Sunset Boulevard, Andrew Lloyd Webber’s Broadway musical version of Billy Wilder’s 1950s film, is well-known. Few people realize, however, that Gloria Swanson was the one who came up with the idea for the adaption.
Swanson plays Norma Desmond, an old and neurotic silent movie actress in Wilder’s first film noir. Swanson’s Desmond enlists the help of William Holden’s Joe Gillis, a gorgeous new screenwriter, to help her revive her career.
Swanson took on the adaptation project with Dickson Hughes and Richard Stapley, who were a couple at the time, five years after acting as Desmond. When a weird love triangle between the trio derailed their project, they were almost completed creating the book and score. Despite the fact that Swanson, Stapley, and Hughes are no longer alive, director Jeffrey Schwarz dug deep into the past to find out what happened to the musical that never was.
Arriving at the Concept
As a major fan of Wilder’s Sunset Boulevard, Schwarz claimed that he read Sam Staggs’ Close-Up On Sunset Boulevard to get the idea for a documentary. The book details the production of the picture, including the scripting, casting, and filming, as well as how the film was almost rejected by Paramount. During his interview with Queertv Guru, he claimed that he read a chapter in the book about the musical, which piqued his interest because few people were aware of it.

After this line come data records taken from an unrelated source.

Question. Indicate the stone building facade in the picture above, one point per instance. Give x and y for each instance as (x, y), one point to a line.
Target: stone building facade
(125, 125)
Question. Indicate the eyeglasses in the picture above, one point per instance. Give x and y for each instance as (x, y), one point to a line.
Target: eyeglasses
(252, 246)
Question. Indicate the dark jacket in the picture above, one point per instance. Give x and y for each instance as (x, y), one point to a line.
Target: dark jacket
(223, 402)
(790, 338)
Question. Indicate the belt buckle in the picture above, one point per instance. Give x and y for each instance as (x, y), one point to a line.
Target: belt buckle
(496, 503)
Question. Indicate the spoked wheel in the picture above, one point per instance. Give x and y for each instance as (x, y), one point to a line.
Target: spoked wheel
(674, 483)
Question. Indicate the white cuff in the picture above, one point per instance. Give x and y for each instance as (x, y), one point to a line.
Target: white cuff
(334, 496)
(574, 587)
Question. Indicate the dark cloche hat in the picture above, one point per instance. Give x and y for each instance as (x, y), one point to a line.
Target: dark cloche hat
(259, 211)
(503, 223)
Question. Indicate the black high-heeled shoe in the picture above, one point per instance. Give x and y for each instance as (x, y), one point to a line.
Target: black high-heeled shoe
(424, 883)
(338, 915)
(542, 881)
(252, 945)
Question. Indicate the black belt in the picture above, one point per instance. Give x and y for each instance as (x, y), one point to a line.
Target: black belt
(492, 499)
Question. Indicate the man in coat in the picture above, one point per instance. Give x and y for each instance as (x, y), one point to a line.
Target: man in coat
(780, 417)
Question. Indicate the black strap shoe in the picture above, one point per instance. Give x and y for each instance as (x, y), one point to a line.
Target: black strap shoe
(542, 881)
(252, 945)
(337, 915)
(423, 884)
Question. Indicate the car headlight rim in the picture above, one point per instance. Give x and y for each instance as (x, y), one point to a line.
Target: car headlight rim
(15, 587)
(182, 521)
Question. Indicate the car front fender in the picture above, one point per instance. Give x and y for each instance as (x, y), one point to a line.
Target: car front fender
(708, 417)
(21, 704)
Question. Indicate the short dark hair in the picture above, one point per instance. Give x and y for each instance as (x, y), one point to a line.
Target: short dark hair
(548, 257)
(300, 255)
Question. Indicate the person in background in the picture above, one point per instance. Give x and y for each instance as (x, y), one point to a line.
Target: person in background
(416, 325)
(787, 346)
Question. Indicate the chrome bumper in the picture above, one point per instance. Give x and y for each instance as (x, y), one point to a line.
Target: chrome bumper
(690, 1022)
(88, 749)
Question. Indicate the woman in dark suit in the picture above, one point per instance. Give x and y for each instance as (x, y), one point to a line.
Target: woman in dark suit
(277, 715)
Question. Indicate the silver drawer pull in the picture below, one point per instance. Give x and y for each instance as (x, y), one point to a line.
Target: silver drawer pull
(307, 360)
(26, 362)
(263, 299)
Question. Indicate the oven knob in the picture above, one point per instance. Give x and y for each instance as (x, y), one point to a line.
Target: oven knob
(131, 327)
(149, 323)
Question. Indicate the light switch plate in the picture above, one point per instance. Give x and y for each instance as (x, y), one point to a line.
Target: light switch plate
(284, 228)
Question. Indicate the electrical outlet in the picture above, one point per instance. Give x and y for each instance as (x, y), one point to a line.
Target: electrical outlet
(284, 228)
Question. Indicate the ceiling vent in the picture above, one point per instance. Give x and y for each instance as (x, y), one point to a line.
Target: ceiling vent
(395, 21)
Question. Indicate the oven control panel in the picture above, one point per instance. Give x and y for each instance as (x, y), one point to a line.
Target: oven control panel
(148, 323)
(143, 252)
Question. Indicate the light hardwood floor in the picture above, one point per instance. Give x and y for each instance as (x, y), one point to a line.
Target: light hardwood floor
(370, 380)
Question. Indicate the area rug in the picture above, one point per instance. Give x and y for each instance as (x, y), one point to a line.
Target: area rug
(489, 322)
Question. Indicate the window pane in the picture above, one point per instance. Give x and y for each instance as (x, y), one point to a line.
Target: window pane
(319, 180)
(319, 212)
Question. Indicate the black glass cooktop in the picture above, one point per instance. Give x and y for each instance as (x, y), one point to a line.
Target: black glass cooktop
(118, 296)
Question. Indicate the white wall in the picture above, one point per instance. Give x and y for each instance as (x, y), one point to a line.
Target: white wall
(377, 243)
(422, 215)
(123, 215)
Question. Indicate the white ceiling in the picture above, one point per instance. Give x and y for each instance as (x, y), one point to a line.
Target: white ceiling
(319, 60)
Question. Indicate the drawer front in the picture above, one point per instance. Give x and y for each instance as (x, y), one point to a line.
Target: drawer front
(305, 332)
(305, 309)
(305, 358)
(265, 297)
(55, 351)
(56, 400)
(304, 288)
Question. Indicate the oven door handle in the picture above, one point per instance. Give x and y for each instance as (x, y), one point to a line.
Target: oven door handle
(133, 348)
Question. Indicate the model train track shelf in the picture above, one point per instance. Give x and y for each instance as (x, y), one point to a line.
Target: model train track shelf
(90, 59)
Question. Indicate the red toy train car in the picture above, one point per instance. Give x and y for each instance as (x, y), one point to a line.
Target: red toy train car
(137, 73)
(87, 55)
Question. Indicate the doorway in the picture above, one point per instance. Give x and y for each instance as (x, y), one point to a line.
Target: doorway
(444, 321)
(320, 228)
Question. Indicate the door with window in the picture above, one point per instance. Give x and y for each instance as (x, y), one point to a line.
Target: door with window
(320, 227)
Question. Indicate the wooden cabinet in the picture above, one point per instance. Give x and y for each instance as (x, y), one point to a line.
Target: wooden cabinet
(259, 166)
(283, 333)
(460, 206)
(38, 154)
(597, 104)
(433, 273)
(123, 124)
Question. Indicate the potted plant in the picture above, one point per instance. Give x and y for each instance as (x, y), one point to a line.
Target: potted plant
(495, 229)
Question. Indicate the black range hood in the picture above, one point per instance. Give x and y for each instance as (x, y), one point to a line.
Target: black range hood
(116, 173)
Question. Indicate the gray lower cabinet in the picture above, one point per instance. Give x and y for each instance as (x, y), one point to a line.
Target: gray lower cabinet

As he studied more about the musical, he realized that it was less about Swanson and more about the people around him. He was inspired to work on the musical because he thought the stories behind it had the makings of a fantastic queer love story.
For Schwarz, whose films normally focus on iconic queer figures, this documentary was unique in that it told the tales of three different persons for the first time. The documentary, which had been in the works for eight years, had its world premiere on August 17 at Outfest.
‘Boulevard! A Hollywood Story’: The Plot
The filmmaker learns about the trail of players who were involved in the making of Boulevard through thorough investigation. Schwarz obtained documented interviews from lyricists and composers and learned what happened, despite the fact that the musical never made it to the stage.
The documentary’s first half focuses on Swanson and her rise to become Hollywood’s highest-paid actress during the silent cinema era, as well as her dramatic role as the forgotten movie star. Swanson, according to Schwarz, enjoyed being videotaped and interviewed but never mentioned the musical, despite the fact that she retained all of the letters, sheet music, and test recordings that she, Stapley, and Hughes created for it.
Another segment of the film focuses on Richard Stapley, a gay man in the 1950s who had a queer love affair. According to Deadline, the film is “a piece of entertainment history as well as cultural and LGBTQ+ history.” The documentary also delves into the trio’s love triangle. According to Director Schwarz,
Gloria, Richard Stapley, and Dickson Hughes form a love triangle in our film. Gloria developed feelings for Richard Stapley during the creation of the musical, much like she did in the film.